2. One of the most recent cases that demonstrated that Egyptian material is being smuggled into the United States is that of U.S. v. Khouli et al.  In addition to Egyptian sarcophagi smuggled into the U.S., two of the involved defendants have also sold ancient coins in North America: Khouli and Alshadaifat.  Alshadaifat operates a wholesale business and has supplied Egyptian and Middle Eastern coins to dealers and collectors in the United States.

3. It is true that a great many coins in Greek and Roman antiquity circulated very widely, such as Athenian tetradrachms or Roman Republican and Imperial denarii.  But the blanket assertion that ancient coins circulated widely and therefore cannot be attributed to a country in which they were found (as mandated by the Cultural Property Implementation Act) is untheorized.  Many classes of ancient coins circulated on local or regional levels, such as the Roman provincial coinage.  A Roman provincial bronze coin from Cyprus, for example, will most probably have been found in Cyprus.  Coin circulation is a much more nuanced subject than the lobby acknowledges in its dealings with CPAC, the U.S. Department of State, and U.S. Customs. 
 
In the public comments on the potential MOU with Egypt, it is remarkable that a number of coin dealers are asserting that coins ought not be protected because they circulated widely.  This is, of course, a strained argument to make in view of the fact that ancient Egypt famously had a closed currency system in both the Ptolemaic and Roman periods.  This does not mean that Egyptian coins are not found outside of Egypt - they are.  But the vast majority of Egyptian coins are found in Egypt.  One reason for Egypt's closed currency system may have been Egypt's need to retain silver since there were no silver resources in ancient Egypt; topography also isolated Egypt.  In fact, Egypt's closed currency system is perhaps the best-known instance of locally or regionally circulating coinage in the ancient world and it is widely discussed in both collector and scholarly literature.  A few examples include:


  • E. Christiansen, Coinage in Roman Egypt: The Hoard Evidence. (Aarhus: Aarhus University Press, 2004, 40-46, 98, 133, 136-137, 140-141. 
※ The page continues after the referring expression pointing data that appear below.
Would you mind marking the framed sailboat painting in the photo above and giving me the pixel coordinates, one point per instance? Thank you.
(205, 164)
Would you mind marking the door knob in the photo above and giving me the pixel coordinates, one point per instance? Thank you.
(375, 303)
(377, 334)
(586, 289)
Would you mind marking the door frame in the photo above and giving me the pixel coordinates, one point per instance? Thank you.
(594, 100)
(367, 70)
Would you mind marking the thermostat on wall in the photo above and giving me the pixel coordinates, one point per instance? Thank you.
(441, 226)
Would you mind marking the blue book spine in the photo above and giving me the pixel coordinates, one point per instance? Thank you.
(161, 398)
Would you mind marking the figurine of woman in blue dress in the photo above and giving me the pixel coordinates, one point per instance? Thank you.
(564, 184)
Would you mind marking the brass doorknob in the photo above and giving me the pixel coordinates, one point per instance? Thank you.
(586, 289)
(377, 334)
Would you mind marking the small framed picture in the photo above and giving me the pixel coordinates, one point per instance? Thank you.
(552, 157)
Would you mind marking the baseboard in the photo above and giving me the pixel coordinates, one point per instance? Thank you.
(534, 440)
  • E. Christiansen, The Roman Coins of Alexandria: Quantitative Studies. (Aarhus: Aarhus University Press, 1988), 11.
  • J.W. Curtis, The Tetradrachms of Roman Egypt. (Chicago: Argonaut, 1969), ix-x. 
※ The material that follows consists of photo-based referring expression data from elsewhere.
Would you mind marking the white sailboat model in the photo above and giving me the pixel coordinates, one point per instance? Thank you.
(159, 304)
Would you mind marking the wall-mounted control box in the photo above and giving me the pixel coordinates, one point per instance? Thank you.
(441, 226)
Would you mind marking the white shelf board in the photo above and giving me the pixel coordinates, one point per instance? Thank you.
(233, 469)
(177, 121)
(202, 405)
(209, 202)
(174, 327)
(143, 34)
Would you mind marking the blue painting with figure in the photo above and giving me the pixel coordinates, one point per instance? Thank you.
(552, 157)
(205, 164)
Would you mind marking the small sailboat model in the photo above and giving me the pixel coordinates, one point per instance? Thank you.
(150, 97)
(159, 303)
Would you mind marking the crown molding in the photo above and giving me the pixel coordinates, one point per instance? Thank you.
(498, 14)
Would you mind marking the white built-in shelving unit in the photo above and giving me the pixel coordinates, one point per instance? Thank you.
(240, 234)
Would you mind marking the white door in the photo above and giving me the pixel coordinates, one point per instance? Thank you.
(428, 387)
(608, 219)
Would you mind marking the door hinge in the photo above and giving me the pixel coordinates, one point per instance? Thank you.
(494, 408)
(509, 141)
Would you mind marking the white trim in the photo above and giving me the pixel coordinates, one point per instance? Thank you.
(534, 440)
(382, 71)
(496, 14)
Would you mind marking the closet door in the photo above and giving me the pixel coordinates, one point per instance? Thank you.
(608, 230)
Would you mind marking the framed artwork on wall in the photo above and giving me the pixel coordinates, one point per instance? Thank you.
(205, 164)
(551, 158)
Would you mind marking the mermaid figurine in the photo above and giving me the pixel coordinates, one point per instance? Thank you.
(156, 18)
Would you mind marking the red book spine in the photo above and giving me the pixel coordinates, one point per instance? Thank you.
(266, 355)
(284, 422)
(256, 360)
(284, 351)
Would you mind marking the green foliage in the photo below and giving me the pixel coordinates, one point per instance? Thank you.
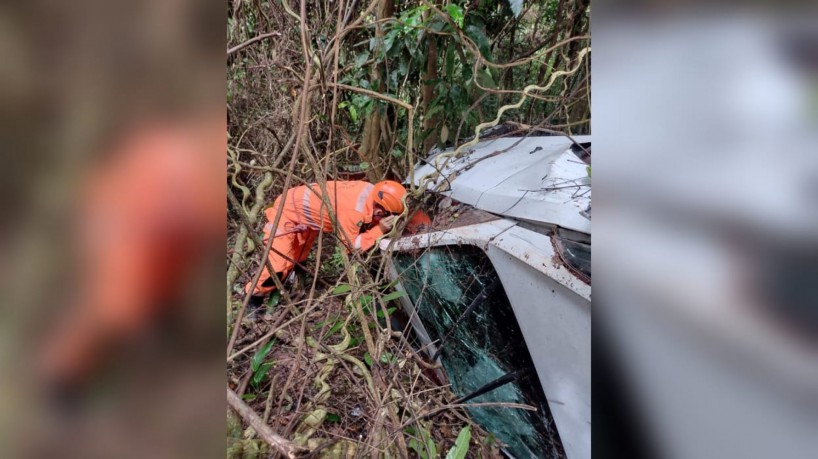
(424, 446)
(456, 13)
(333, 265)
(461, 445)
(258, 366)
(516, 7)
(343, 288)
(275, 298)
(393, 296)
  • R.A. Hazzard, Ptolemaic Coins: An Introduction for Collectors. (Toronto: Kirk & Bentley, 1995), 71 et passim.    
  • J.G. Milne, Catalogue of Alexandrian Coins. (Oxford: Oxford University Press, 1933), xv-xvi.     
  • S. van Reden, Money in Ptolemaic Egypt. (Cambridge: Cambridge University Press, 2007), 33.
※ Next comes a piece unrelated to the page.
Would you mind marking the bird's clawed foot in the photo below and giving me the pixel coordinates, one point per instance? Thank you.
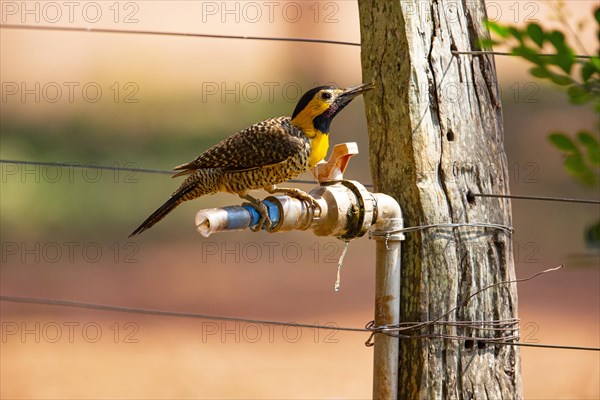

One popular book with ancient coin collectors, written in the 1990s , made note of Egypt's closed currency zone (W. Sayles, Ancient Coin Collecting IV: Roman Provincial Coins. (Iola, WI: Krause, 1998), page 87.).  The author of that book is Wayne Sayles, the executive director of the Ancient Coin Collectors Guild (ACCG), although he made reference to Egypt's closed currency zone before he founded and took on the leadership of the lobby group in 2004.  Interestingly, in his comments to CPAC concerning a potential MOU with Egypt, incongruous with what he wrote 16 years before, he proclaims: "Coins struck in Egypt during antiquity traveled widely then, and since then, as instruments of monetary exchange and of cultural interest."  He refers also to Peter Tompa's letter, which addresses examples of coins of Egyptian type found outside of Egypt and characterizes Egyptian coins as circulating widely (Tompa is the ACCG's attorney and lobbyist).  Both Sayles and Tompa overlook the fact that these foreign finds are exceptions, not the rule, and that the vast majority of Egyptian coins are found in Egypt, which had a closed currency system in the Hellenistic and Roman periods. 

Fortunately, the distinguished members of CPAC take account of the substance of comments and evidence presented to them during the period of public comment.